With the blue lights, stuff looks mostly blue, as you would expect when you point a blue light at stuff. The blue light is an excitation frequency that's absorbed and that stimulates light output at different frequencies (that's fluorescence) by various materials such as proteins in organisms. Things that fluoresce at that excitation wavelength are fluorescing, but that's difficult to see through all the blue bouncing back to you from everything that isn't absorbing it and emitting a different wavelength. Using a filter to remove light of the excitation wavelength (all that blue) but not the fluorescence wavelengths makes it much easier to see the fluorescence. This effect can be achieved with an excitation filter over a sufficiently bright light (that emits the necessary wavelength) combined with a barrier filter over your eyes.

There are actually now UV dive lights available that excite fluorescence at colors we can see but the light from which isn't directly perceptible to humans. Those don't need the yellow filters (at least for humans - I don't know about various camera sensors) because the non-fluorescing stuff doesn't appear lit up. There's still a lot of light bouncing back to you, it's just that because you don't see UV you can't see that light. This requires a UV emitter and can't be achieved with filters over a regular light.
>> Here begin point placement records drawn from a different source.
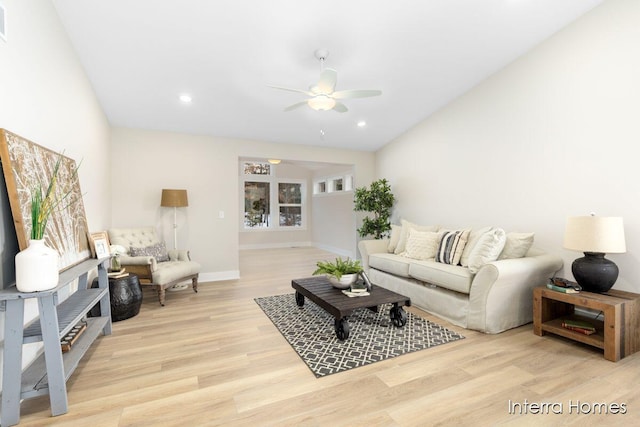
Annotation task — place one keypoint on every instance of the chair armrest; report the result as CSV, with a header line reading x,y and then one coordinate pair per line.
x,y
179,255
368,247
138,260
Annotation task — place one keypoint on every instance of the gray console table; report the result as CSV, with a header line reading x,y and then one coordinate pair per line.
x,y
51,370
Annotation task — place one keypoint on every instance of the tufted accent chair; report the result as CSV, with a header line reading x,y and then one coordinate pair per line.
x,y
150,272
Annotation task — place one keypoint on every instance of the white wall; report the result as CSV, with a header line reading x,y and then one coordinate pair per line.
x,y
552,135
147,161
334,221
46,97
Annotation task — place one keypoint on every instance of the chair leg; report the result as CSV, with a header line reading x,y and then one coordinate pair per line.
x,y
161,295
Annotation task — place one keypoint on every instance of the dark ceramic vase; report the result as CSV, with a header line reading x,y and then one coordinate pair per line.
x,y
126,297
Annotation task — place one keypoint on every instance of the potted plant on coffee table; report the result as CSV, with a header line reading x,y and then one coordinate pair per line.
x,y
341,272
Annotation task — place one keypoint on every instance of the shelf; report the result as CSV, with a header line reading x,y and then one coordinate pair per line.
x,y
65,278
34,378
49,372
617,334
70,312
597,340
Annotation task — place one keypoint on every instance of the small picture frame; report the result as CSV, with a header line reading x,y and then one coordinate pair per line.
x,y
99,243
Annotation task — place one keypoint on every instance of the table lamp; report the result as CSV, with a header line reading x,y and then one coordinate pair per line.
x,y
174,199
595,236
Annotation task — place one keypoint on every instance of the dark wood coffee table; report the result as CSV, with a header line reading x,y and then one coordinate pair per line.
x,y
319,290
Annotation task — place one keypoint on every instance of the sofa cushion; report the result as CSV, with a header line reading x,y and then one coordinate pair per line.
x,y
422,244
404,234
394,238
474,236
517,245
486,249
451,246
391,263
157,250
453,277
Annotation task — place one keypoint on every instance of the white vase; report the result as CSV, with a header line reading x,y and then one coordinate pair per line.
x,y
344,282
36,268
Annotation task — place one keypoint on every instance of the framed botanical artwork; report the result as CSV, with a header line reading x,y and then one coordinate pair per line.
x,y
102,248
26,165
99,243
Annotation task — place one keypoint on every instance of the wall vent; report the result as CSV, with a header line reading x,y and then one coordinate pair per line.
x,y
3,24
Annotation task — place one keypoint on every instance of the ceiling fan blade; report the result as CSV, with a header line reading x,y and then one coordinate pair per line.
x,y
292,90
340,107
328,79
355,93
296,105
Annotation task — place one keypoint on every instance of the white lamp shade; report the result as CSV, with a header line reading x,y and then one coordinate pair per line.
x,y
595,234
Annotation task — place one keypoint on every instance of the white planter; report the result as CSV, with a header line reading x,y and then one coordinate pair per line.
x,y
345,281
36,268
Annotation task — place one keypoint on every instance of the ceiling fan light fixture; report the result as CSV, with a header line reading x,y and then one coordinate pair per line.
x,y
321,103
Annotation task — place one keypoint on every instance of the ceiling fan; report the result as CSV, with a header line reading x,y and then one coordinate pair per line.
x,y
323,96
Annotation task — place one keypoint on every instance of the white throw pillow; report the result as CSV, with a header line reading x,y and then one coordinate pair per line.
x,y
394,238
487,249
404,234
422,244
474,236
517,245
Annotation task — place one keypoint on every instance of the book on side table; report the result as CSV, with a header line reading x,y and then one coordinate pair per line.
x,y
563,285
581,326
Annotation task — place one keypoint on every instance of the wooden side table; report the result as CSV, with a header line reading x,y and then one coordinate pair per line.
x,y
618,334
Different proteins fluoresce in response to different wavelengths, so it's not necessarily the case that UV wavelengths invisible to humans are better than blue excitation lights that require barrier filters. I'm not an expert and don't really know the limitations of each in terms of sport diving. Since I'm not doing research, and because I've lost a couple of the yellow mask filters, I'm especially intrigued by the idea of just being able to wave a light at stuff and see it fluoresce. I do notice that NIGHTSEA has lights that have white output in addition to blue so you can do the fluorescence thing and still be able to see other stuff and potentially carry only one main light. That's pretty cool, too.
 
. I do notice that NIGHTSEA has lights that have white output in addition to blue so you can do the fluorescence thing and still be able to see other stuff and potentially carry only one main light. That's pretty cool, too.
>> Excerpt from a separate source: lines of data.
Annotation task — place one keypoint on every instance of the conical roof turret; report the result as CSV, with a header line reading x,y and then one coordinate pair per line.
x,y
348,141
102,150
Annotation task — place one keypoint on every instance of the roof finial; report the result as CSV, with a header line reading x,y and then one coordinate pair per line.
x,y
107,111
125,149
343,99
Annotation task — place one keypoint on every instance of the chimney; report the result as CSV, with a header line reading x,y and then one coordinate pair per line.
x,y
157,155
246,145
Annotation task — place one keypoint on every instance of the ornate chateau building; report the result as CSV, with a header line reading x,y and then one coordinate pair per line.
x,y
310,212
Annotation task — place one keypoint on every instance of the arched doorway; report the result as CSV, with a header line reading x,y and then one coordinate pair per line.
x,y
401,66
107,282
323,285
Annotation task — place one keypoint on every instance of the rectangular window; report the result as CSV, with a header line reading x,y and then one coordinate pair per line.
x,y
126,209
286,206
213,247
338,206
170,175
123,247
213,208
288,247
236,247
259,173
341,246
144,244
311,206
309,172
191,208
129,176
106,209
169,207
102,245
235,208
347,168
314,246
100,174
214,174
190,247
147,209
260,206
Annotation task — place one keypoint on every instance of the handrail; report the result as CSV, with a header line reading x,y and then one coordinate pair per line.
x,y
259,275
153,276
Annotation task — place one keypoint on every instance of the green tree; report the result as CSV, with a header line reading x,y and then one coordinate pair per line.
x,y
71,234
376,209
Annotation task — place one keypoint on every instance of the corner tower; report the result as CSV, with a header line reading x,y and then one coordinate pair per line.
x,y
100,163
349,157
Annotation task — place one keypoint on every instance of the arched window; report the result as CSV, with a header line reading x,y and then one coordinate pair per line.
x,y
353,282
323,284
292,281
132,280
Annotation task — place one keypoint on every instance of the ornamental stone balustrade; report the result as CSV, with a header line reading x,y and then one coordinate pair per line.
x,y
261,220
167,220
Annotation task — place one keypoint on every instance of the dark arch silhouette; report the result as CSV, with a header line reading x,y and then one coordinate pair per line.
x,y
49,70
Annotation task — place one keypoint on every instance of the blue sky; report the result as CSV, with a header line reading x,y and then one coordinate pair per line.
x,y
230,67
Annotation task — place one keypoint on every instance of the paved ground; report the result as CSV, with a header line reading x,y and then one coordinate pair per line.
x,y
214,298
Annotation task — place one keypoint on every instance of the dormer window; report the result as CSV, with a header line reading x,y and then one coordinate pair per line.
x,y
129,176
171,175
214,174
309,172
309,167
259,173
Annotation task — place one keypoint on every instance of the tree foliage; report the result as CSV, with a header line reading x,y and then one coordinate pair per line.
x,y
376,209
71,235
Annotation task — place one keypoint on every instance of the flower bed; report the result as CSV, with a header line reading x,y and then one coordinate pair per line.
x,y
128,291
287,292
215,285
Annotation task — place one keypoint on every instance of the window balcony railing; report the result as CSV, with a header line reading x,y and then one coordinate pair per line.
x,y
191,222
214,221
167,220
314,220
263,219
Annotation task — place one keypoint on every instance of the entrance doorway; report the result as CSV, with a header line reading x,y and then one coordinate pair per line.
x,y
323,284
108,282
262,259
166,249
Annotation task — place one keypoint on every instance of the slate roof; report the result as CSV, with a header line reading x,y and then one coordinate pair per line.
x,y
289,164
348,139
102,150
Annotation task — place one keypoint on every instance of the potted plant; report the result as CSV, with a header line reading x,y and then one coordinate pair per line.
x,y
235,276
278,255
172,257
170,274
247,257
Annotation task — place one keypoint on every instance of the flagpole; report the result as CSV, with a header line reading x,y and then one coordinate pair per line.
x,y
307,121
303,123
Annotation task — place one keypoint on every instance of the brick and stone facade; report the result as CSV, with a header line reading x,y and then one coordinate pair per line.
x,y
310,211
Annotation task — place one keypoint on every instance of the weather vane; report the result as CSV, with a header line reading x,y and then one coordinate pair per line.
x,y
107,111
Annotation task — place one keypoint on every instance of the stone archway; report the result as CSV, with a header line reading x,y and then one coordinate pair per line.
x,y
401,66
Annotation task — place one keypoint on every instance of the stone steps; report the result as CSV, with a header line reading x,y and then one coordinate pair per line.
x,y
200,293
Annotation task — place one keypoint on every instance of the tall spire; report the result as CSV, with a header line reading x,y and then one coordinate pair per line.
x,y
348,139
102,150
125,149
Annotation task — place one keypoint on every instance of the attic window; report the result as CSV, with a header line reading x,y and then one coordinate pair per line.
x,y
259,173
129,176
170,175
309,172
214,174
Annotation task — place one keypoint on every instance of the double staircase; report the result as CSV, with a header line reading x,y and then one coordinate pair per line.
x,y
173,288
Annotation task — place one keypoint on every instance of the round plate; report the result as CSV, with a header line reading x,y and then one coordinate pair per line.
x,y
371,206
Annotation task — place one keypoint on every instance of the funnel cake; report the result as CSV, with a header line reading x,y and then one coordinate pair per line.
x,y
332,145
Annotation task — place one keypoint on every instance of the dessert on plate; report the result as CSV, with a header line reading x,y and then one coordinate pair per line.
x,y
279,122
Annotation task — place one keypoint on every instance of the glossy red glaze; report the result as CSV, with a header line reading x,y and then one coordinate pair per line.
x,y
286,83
I just (literally, delivered today) got one of these:

https://www.amazon.com/Professional-Flashlight-Blacklight-Fire-Ultraviolet/dp/B0721MTCN9

2x UV LED + 4x white LED. Pretty compact, cheap enough that I won't cry if I lose it.

Looking forward to trying in in CZM in a month.

Oh, one warning about any UV light ..don't test it by pointing at your couch (or kitchen, bathroom, etc). No matter how clean you thought it was before...eeuwh!
 
I'm a little surprised a red filter isn't more effective. Obviously, I am not a lighting/optics engineer, but the red filter on my GoPro seems to help mitigate the heavy "blue" influences at depth.